24
Leon tenía el móvil en el regazo. Estaba muy tieso y observaba la soleada mañana por el parabrisas. Ante él se abría un valle precioso, rodeado de bosques por tres de sus lados y rebaños de ovejas paciendo; pero él no reparaba en la belleza de todo aquello. Tenía la sensación de que a su alrededor no había más que sombras y desesperación.
Se había alejado bastante de Stanbury House. Una tontería innecesaria, al fin y al cabo, pues le habría bastado con salir de sus terrenos para asegurarse de que nadie escucharía su conversación con el director del banco. Pero en cuanto empezó a conducir se vio incapaz de parar. Le parecía estar huyendo, aunque no sabía si de sí mismo, de los demás o de la vida en general. En cierto momento se metió por un camino de cabras y avanzó a trompicones entre árboles altísimos, hasta que el sendero acabó de pronto frente a aquel valle idílico que podía haber sido perfectamente el fin del mundo, por lo apartado y virgen que parecía. Leon paró por fin y por unos instantes se reclinó en el asiento y cerró los ojos. Volvía a sentir un ligero escozor en el pecho. Había momentos en que deseaba librarse de todos sus problemas mediante un infarto fulminante e indoloro.
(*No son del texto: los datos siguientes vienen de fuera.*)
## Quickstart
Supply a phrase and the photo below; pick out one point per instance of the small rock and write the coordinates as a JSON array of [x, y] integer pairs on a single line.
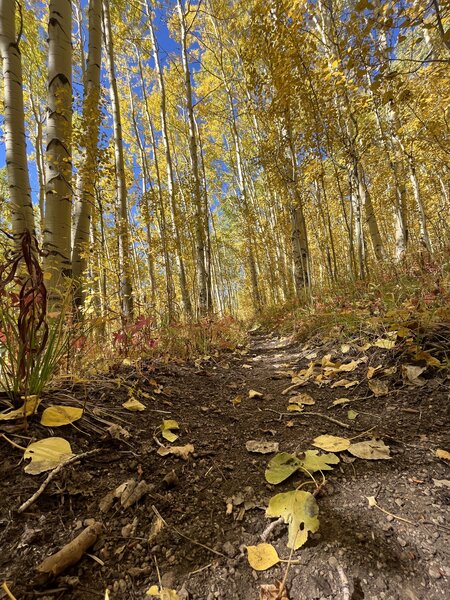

Entonces marcó el número del director del banco y ex compañero de tenis, e hizo acopio de fuerzas. Se empeñó en sonar optimista y positivo, como si en el fondo sus problemas fueran menudencias. Si lograba convencerlo de que las cosas no le iban tan mal, quizá lograra un plazo de gracia para el pago de los intereses…
Fue en vano, por supuesto. El director se mostró frío, distante y profesional. Aunque Leon se esmeró en sacar a colación los viejos tiempos, los partidos de tenis y las tardes pasadas juntos en el club, su antiguo compañero de juego no cedió ni un ápice en sus observaciones. Era como si nunca hubiesen sido amigos. El banco no podía concederle ningún plazo más. Sus posibilidades se habían agotado; había abusado de los créditos y el banco ya no podía hacer más por él. Debía saber que llevaba muchos atrasos en sus intereses y amortizaciones, y que a esas alturas se veían obligados a exigirle el pago inmediato de todos los descubiertos. Conocía perfectamente las reglas y las había forzado en exceso. Lo sentía, pero así estaban las cosas.
Leon abandonó su tono despreocupado y acabó sencillamente suplicando. No podían cruzarse de brazos y dejar que se arruinara, tenía una familia que alimentar, debía haber algún modo de…
—Su error fue construir esa casa tan cara —le dijo el director—. Nadie puede permitirse el lujo de empezar a trabajar por cuenta propia (lo cual siempre supone un esfuerzo y una inevitable etapa de altibajos económicos) y al mismo tiempo construirse un palacio en la zona más cara de la ciudad. Tenía que haber visto que era una locura.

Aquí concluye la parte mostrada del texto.